The cast spent most evenings in July and August preparing for their debut, and by the time dress rehearsals came around, the group – in an area with a traditionally low participation in arts – was tight-knit and full of enthusiasm, excitement and passion.

“It’s a real, beautiful eclectic range of people aged between four and 85 in our production at the moment, of many different countries of origin, of many different body types and abilities,” Blakey said. “Everyone – and that’s the team, as well as the company – are leaping a barrier in order to be here in some way.”

He said the success of the project had come through “shared values and shared purpose” among people from a whole host of organisations across Doncaster.

“I think what’s really key to its success in this city is that spirit between those organisations wanting to work together on behalf of their members, which isn’t true of everywhere in my experience,” he said.

Dance rehearsal
The ages of the performers range from four to 85. Photograph: Ant Robling

Members of the cast were recruited through workshops, some of which involved going into organisations in Doncaster and the surrounding areas and pitching the idea to occasionally sceptical groups.

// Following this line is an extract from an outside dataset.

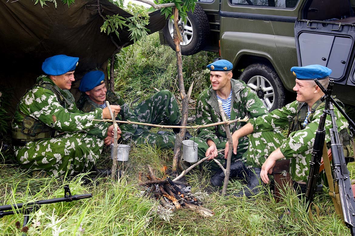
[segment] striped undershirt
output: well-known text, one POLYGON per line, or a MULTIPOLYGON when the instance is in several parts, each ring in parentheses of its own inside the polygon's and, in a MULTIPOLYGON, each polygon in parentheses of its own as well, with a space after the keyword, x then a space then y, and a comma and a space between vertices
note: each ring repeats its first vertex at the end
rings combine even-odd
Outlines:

Blakey said: “We designed a workshop programme, and then everyone who’s taken part regularly in the workshops is offered an opportunity to come and take a part in the show.”

The impact on the individuals involved has been enormous. “This has been something just unbelievable,” said Sandra Galloway, a 78-year-old retired nurse who put her name down on a whim after the show’s producers visited her befriending group.

“I came and I thought, ‘What am I letting myself in for?’ and that was one of the best days of my life,” said Galloway, who has an MBE for campaigning for the victims of CJD.

She added: “It’s made a real difference to me. I’m doing something out of context with what I’ve normally been doing. I’ve met some wonderful people and there are friendships that are going to last well after this show.”